In response to these emerging threats, it is of the ut-most importance to proactively monitor the surrounding land and waterside perimeter of threat vulnerable targets. Specifically, potential target sites such as ports and harbors, vast areas of land at airports and nuclear sites, military installations, high visibility sporting events, marine vessels, aircraft and others have come to the forefront requiring the detection of object motion and presence. Early identification and warning of objects within a perimeter of a target is critical in assessing potential threats and taking appropriate counter-terrorism/military measures. As a result of our historically open society, terrorists have numerous opportunities to strike our society at vulnerable targets which heretofore may have only been passively monitored with a security camera, if at all.
Current perimeter security systems and processes have been demonstrated to be insufficient for these emerging threats. For example, video cameras, night vision systems, radar, and conventional security patrols have proven ineffective at preventing recent terrorist attacks. Recent events such as the bombing of the USS Cole, a French oil tanker in Yemen, airport security breaches, car and suicide bombings, and the launching of rocket propelled grenades might have been avoided with an early warning system capable of detecting and tracking motion of objects on the ground or water. In each case, assailants penetrated traditional security layers of manned surveillance, video camera, or no security at all to launch an attack. Early identification and geolocation of potential ground and marine threats may be critical in thwarting attempts and securing and sustaining economic, commercial and military operations worldwide.
In addition, use of conventional radar systems for threat monitoring may result in confusion due to multi-path returns over water and will suffer from radar “clutter” at close in ranges (blind radar zones). These blind zones, depending upon the radar power, may be on the order of hundreds of meters to kilometers, for example. Additionally, changes in sea states can degrade the detection performance of the radar system even further. Algorithms have been developed in an attempt to suppress the noise generated due to multiple scattering paths from interaction with swells and short period surface wave action, but generally are targeted for detection of large objects, such as ships, for example, over many kilometers. Further, radar systems also suffer from broad main beam lobes, on the order of 1-10 degrees. To generate this level of directivity, side lobes can also be generated creating multi-path propagation, further reducing the fine detail detection of conventional radar systems.
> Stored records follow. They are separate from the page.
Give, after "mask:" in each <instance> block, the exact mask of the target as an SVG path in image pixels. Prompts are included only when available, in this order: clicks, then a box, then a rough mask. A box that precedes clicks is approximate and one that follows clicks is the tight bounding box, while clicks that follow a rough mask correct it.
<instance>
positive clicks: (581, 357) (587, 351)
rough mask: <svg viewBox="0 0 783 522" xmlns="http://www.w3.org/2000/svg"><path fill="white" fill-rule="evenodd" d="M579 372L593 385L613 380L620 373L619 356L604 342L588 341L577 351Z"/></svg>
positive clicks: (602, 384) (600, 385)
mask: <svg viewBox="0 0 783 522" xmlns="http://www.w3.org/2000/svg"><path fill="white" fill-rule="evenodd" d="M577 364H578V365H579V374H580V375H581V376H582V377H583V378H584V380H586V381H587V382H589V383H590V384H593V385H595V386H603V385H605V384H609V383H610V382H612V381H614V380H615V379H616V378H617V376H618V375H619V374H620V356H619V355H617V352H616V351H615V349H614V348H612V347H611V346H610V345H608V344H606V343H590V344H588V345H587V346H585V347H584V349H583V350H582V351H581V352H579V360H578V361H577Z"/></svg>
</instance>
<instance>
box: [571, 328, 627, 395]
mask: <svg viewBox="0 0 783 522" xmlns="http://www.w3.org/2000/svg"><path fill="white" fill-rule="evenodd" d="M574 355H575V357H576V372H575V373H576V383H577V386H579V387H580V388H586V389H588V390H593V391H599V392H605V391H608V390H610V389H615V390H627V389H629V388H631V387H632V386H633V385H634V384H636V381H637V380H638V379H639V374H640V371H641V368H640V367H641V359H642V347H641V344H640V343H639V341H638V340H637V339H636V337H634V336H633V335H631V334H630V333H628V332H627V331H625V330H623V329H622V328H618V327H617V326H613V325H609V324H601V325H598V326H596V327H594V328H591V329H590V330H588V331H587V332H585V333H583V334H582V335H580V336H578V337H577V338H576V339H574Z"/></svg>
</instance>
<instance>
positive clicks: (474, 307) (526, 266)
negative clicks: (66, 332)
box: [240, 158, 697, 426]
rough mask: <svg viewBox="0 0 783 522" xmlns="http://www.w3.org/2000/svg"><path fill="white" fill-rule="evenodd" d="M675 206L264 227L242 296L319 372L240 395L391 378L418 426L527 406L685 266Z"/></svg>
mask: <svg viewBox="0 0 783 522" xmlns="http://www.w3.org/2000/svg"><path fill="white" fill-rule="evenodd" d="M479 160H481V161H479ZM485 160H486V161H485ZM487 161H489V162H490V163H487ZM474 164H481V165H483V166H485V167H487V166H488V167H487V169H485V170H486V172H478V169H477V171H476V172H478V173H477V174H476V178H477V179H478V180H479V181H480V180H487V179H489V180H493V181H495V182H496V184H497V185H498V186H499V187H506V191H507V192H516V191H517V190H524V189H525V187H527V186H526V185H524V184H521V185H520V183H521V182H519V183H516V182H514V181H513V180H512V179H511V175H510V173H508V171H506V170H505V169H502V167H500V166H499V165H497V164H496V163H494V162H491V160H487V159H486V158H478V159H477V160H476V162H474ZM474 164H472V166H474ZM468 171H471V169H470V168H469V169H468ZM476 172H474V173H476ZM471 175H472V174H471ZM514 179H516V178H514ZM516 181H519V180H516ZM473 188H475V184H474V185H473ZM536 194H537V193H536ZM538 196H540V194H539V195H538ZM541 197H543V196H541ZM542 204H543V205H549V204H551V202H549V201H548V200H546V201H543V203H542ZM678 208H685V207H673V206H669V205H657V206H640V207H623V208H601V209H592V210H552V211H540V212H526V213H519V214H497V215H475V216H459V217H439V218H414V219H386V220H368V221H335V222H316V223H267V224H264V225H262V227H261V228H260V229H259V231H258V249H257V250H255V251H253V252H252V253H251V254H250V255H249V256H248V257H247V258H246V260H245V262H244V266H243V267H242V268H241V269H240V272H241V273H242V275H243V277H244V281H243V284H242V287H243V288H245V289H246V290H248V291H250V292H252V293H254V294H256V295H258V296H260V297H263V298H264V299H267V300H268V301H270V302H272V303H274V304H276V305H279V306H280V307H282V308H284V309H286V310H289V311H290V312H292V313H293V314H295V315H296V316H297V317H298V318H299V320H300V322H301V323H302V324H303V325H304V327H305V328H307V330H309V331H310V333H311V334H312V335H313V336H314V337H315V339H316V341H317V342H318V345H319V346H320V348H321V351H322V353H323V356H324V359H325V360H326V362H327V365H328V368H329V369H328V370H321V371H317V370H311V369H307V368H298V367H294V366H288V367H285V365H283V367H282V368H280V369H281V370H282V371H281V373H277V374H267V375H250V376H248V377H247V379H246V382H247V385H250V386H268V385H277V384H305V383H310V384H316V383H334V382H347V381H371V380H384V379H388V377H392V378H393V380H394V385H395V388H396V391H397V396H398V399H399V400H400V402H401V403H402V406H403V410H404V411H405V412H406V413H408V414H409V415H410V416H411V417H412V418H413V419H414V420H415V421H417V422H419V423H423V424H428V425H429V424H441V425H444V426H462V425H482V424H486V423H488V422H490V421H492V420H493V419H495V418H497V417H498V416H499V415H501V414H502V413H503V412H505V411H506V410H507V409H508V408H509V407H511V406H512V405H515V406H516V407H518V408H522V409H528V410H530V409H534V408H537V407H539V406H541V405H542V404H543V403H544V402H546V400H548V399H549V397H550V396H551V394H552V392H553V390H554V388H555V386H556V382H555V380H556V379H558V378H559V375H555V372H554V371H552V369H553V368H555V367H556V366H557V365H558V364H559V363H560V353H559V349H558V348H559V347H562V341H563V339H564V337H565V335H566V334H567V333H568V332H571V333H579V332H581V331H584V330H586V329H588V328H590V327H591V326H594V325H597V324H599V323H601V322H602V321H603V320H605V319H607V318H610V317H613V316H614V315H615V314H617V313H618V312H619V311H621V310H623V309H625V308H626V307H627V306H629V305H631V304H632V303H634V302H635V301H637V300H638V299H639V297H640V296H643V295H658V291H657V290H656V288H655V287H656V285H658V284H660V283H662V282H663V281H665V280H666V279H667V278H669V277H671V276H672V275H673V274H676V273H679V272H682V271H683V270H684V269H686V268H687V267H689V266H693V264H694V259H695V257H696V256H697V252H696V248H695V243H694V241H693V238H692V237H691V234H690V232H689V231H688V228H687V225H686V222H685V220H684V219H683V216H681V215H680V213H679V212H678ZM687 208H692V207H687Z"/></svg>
Also, as in the case of a search and rescue of a survivor at sea, like a downed pilot, for example, a person's body floating in water may be detected by a conventional passive infrared system relying on the thermal difference between the body and the water. As the body temperature can be different than that of the water, the body of a terrorist may be detected by passive infrared sensors. However, the body temperature of a terrorist may be disguised. Once the body temperature of the terrorist approaches that of the surrounding water, the ability to detect the body with passive infrared sensors quickly diminishes, i.e. the thermal gradients necessary for an infrared body signature are lost. Thus, under these circumstances, conventional passive infrared imaging systems may miss detecting the terrorist's body in the water.
Likewise, in searching for persons in the water as in the case of a search and rescue mission, while living, sufficient thermal gradients may exist to enable thermal detection of the person. However, once deceased, the body temperature approaches that of the water. In this case, use of thermal imaging for recovery is voided.
The present invention overcomes the aforementioned drawbacks of the current perimeter security and search and rescue systems and provides a laser perimeter awareness system (LPAS) which utilizes a laser obstacle awareness system for monitoring a perimeter around a vulnerable target for rendering an awareness of potential threats to such target or for monitoring a perimeter of water around a search vehicle for detecting an object floating in the water.